La participation de tous les intervenants de l’agglomération

La lutte contre l’agrile du frêne sur l’île de Montréal passe par un effort collectif des Villes, de leurs citoyens et des entrepreneurs en arboriculture. Tous doivent participer sans quoi les efforts de lutte des uns pourraient être compromis par le manque de participation des autres. Participez à la lutte en respectant les mesures du plan d’action montréalais de lutte contre l’agrile du frêne.

L’urgence d’agir

L’expérience d'autres villes qui font face à l’agrile a montré que le temps est un luxe dont on ne dispose pas dans la lutte contre l’agrile. La stratégie de lutte montréalaise vise à gagner du temps pour planifier et garder le contrôle des frênes qui seront conservés ou remplacés dans le temps.
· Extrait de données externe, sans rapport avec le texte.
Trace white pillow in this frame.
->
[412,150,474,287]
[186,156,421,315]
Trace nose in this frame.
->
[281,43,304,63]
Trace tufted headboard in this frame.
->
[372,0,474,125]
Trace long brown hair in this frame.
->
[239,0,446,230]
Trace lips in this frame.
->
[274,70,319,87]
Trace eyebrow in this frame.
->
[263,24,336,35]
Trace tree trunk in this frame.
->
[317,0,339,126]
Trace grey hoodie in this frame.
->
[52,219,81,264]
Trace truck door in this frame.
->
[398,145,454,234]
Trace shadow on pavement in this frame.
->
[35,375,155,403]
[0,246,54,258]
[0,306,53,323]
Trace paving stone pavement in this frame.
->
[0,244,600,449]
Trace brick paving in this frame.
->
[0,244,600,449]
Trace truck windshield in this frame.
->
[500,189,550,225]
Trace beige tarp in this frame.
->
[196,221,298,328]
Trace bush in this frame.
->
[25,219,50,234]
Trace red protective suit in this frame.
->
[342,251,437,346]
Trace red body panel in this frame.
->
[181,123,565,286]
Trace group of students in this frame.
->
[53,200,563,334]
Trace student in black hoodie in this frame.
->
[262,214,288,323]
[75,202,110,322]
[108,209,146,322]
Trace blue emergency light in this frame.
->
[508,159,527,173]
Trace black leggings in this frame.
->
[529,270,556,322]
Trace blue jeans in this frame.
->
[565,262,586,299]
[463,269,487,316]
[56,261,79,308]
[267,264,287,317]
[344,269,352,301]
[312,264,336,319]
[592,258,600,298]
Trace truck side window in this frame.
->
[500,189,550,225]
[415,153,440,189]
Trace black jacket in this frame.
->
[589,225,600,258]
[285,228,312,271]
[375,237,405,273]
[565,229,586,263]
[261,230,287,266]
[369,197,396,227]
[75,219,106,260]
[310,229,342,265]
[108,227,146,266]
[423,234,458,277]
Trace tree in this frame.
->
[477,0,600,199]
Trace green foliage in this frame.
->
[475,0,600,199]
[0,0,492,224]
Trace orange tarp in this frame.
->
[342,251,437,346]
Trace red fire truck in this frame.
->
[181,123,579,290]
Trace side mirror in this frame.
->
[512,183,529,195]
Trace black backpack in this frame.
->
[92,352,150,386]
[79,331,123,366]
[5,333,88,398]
Se croiser les bras pourrait vouloir dire renoncer à cette option de pouvoir choisir ce qui sera perdu.

Un plan d’action en constante évolution

La Ville de Montréal a mis en place un plan d’action de lutte contre l’agrile qui s’appuie sur les dernières connaissances scientifiques sur l’insecte et sur les moyens pour le contrôler. Ce plan est réévalué chaque année pour tenir compte des dernières connaissances scientifiques sur l’insecte et de l’état de la situation de l’infestation.